La proposition de loi de Jean-Luc Préel a donc été balayée par les députés de droite (excepté l'UDF) et de gauche. Ce qui ne serait peut-être pas arrivé il y a dix ans...

On a retenu des débats les nombreux appels du pied faits par les députés à Jean-François Mattei pour la parution des décrets d'application de la loi du 4 mars 2002. Le ministre de la Santé en tiendra-t-il compte et dans quels délais ? Et une réforme du Conseil supérieur des professions paramédicales serait-elle aussi envisagée ?

3 Questions à Paulette Guinchard-Kunstler, députée socialiste du Doubs, ex-secrétaire d'État aux Personnes âgées et ancienne infirmière

Votre position sur l'ordre infirmier ?

Le groupe socialiste avait déjà voté contre en 1998. Aujourd'hui encore, après avoir consulté des associations et des syndicats infirmiers, j'ai réaffirmé en commission des affaires sociales notre opposition à cette proposition de loi.

Pour quelles raisons ?

J'ai développé deux arguments essentiels. Le projet de M. Préel reprend des arguments entendus et inchangés depuis des années, alors même que la situation des professions paramédicales a considérablement évolué. Les syndicats et les professionnels de terrain sont aujourd'hui dans leur ensemble opposés à la création d'un ordre. Et deuxièmement, parce que les professionnels souhaitent travailler ensemble et non plus à travers des organisations séparées.

Comment organiser la profession ?

Raisonner à partir de l'interprofessionnel me semble la meilleure façon de procéder, notamment lorsqu'il est envisagé la création d'une année commune pour les étudiants médicaux et paramédicaux. Le dispositif prévu par la loi Kouchner du 4 mars 2002 doit être mis en application.

CPP

À quand les décrets d'application ?

Petit rappel : la loi du 4 mars 2002 institue dans son article 71 un Conseil des professions paramédicales.
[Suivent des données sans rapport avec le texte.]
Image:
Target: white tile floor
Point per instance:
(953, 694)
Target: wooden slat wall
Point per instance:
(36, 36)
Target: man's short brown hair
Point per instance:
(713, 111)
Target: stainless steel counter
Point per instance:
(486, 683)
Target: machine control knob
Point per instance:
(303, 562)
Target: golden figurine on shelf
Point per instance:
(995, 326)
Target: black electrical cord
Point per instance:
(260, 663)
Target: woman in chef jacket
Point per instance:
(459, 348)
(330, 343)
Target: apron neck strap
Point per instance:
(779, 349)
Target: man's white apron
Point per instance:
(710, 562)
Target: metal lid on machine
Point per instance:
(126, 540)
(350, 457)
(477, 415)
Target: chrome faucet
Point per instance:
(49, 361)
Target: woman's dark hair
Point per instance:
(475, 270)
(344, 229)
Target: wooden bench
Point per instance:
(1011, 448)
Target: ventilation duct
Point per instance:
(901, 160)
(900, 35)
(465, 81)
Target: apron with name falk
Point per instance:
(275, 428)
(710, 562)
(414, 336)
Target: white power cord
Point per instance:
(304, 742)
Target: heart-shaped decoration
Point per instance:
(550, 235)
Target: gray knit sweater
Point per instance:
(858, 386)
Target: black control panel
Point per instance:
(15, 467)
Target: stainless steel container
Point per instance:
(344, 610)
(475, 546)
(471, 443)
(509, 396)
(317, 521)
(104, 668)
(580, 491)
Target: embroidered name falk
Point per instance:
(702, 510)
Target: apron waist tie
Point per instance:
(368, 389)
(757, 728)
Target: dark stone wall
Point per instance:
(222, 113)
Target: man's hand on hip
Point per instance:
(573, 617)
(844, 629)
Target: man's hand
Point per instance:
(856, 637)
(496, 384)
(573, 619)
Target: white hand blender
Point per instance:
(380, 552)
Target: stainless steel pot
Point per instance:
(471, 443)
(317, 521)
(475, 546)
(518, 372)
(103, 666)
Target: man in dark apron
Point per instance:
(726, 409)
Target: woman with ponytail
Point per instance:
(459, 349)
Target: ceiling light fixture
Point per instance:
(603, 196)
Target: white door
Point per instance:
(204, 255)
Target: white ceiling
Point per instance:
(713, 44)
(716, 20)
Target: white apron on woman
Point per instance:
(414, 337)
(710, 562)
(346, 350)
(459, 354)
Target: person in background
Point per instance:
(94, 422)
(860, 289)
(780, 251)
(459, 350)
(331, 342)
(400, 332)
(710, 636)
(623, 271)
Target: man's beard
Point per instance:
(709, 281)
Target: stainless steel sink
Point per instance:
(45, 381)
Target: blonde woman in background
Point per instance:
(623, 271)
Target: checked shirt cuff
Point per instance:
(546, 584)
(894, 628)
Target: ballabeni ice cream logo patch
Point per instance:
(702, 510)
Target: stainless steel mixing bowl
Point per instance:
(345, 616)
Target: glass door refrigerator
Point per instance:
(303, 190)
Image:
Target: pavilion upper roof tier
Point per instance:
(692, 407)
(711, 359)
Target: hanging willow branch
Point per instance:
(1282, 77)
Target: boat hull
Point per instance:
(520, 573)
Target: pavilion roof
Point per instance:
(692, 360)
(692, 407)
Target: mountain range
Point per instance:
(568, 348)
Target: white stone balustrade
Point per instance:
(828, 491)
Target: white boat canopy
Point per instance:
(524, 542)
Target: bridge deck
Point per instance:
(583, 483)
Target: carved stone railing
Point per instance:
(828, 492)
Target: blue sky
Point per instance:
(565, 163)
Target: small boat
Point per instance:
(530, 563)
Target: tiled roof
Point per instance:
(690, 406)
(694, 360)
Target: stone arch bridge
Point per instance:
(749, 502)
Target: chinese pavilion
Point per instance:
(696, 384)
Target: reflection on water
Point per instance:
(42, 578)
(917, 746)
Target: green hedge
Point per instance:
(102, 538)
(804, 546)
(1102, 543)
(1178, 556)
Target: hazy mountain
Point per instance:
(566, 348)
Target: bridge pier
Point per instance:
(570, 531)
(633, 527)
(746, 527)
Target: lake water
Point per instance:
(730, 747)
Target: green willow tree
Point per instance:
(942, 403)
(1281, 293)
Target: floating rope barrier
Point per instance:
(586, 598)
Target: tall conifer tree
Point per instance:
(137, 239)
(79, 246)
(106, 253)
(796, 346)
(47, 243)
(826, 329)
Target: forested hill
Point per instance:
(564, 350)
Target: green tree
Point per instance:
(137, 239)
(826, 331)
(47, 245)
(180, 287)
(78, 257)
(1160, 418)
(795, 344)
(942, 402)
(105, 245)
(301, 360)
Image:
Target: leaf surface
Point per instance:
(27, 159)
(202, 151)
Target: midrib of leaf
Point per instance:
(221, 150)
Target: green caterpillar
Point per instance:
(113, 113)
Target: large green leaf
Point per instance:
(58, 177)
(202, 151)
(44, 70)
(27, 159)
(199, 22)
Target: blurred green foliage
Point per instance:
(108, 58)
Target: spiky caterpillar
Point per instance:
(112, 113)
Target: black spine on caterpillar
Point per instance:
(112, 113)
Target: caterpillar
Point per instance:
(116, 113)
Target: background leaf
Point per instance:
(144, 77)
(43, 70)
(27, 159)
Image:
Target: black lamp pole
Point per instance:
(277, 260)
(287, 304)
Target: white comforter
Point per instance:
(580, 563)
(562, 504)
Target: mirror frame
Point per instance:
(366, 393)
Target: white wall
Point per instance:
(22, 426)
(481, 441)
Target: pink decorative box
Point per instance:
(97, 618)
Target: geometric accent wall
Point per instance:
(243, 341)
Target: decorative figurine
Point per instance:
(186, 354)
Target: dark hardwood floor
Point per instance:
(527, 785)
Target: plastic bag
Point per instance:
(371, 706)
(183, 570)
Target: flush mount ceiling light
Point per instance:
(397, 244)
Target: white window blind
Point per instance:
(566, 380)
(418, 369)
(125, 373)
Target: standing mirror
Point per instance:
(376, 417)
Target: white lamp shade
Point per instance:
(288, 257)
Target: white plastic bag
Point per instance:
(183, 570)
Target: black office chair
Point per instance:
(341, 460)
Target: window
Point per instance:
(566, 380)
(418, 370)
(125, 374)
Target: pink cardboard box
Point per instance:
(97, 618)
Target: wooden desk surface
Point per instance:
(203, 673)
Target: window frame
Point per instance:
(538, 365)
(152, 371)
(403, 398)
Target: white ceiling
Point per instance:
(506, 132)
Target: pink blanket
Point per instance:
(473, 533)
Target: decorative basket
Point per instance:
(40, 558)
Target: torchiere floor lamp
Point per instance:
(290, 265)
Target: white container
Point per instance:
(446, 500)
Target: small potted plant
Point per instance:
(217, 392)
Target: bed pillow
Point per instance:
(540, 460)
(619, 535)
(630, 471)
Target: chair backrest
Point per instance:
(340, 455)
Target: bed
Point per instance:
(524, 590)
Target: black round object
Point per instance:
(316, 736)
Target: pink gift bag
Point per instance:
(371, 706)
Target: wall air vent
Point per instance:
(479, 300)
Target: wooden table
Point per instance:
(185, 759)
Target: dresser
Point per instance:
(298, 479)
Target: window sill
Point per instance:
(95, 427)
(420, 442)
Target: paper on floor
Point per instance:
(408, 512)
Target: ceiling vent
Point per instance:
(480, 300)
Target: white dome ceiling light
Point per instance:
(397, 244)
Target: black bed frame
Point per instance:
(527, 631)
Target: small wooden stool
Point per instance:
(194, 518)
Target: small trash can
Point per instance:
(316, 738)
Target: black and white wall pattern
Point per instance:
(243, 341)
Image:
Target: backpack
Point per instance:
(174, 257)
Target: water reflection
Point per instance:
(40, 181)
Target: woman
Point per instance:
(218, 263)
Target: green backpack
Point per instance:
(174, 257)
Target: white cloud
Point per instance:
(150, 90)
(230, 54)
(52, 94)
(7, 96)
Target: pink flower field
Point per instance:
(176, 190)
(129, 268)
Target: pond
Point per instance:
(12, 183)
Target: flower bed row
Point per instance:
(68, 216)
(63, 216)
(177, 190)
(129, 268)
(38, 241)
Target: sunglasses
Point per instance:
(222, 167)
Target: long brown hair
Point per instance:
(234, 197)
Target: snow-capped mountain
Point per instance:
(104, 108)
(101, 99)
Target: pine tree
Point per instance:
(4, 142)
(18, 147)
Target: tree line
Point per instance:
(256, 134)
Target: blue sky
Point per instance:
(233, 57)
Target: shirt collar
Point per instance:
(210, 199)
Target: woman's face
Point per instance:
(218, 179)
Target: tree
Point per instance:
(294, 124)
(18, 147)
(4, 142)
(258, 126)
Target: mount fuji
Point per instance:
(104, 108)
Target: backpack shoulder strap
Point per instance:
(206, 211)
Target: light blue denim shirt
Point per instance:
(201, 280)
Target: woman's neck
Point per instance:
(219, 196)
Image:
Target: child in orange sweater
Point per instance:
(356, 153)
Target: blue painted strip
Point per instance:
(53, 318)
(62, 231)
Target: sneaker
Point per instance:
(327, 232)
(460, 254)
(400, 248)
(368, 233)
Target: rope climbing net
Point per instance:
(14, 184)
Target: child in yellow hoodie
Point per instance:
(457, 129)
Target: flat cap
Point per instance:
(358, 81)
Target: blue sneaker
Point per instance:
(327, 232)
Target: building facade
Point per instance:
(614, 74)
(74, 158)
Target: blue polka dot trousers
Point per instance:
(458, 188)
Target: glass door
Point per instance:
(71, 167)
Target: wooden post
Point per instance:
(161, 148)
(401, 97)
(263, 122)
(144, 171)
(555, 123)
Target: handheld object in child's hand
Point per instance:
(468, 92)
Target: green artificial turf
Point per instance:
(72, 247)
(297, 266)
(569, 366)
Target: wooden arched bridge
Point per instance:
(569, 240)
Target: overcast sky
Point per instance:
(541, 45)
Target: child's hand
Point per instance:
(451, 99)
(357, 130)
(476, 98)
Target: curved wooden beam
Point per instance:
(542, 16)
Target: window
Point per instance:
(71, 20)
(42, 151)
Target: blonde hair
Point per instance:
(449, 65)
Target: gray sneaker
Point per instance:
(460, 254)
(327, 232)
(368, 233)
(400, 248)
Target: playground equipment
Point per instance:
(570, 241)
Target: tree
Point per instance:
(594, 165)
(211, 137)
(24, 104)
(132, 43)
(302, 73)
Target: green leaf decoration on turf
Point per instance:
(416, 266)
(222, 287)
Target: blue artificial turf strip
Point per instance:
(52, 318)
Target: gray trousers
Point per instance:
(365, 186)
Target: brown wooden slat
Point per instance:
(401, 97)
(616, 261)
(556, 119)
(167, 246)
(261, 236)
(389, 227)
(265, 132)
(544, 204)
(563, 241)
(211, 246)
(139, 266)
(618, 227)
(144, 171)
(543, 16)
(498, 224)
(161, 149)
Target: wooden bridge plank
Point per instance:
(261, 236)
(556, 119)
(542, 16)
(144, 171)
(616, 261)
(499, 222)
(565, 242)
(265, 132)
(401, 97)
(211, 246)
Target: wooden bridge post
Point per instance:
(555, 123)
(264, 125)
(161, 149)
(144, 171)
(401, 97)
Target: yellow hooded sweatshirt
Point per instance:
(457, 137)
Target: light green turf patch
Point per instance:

Il devrait regrouper les personnes exerçant en France, à titre libéral, les profession d'infirmier, masseur-kinésithérapeute, pédicure-podologue, orthophoniste et orthoptiste. Ce conseil serait doté de la personnalité morale. L'organisation a deux échelons, un régional et un national. Le conseil est composé au niveau régional de collèges professionnels, d'une assemblée interprofessionnelle et d'une chambre disciplinaire de première instance. Au niveau national, on retrouve la même composition mais la chambre disciplinaire est une chambre d'appel.

Les membres des instances régionales et nationales sont élus pour cinq ans, par collège électoral défini par profession. Pour les élections nécessaires à la mise en place de ce conseil, devraient être électrices et éligibles les infirmières inscrites sur les listes départementales. Les élections devraient être organisées par le représentant de l'État dans la région. Reste à rédiger les décrets d'application mais pour l'instant, cela ne semble pas être une priorité du ministère.